Sciences
politiques. Ben Laden.
La mort d'un gêneur. Jean-Paul Baquiast
03/05/2011

Un article signé par un certain Spengler, dans
AsianTimes du 3 mai 2011 (http://www.atimes.com/atimes/South_Asia/ME03Df02.html)
fournit une hypothèse intéressante au
fait que les forces spéciales américaines,
après 9 ans de traques inefficaces, aient pu
si facilement découvrir la cache de Ben Laden
pour le neutraliser.
Le
mérite n'en reviendrait pas à la persévérance
et à l'efficacité américaines,
moins encore à Barack Obama, mais au fait que
Ben Laden serait devenu non seulement inutile mais gênant
aux yeux de ses protecteurs traditionnels, l'Arabie
Saoudite et le Pakistan. Les Américains n'auraient
été en ce cas que des exécuteurs
compétents certes, mais instrumentalisés.
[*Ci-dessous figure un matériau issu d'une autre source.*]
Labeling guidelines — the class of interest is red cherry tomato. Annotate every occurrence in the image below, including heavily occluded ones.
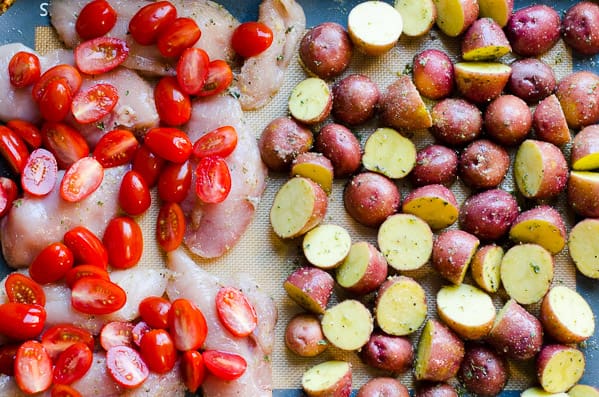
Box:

Pas de quoi pour eux se vanter.
On
peut penser en effet que l'Arabie Saoudite est de plus
en plus inquiète de la révolte arabe,
qui pourrait se traduire par des ébranlements
la touchant directement. Mais elle l'est tout autant
du fait que l'Iran chiite pourrait profiter de cette
révolte, comme elle a déjà tenté
de le faire en soutenant les insurgés de Bahreïn,
afin de détruire indirectement le Royaume sunnite
et s'emparer de ses richesses. Or pour se défendre
contre l'Iran, elle n'aurait aucune confiance dans les
Etats-Unis, jugés instables et sans politique
affirmée dans la région, sinon protéger
l'accès au pétrole et aux voies de transit.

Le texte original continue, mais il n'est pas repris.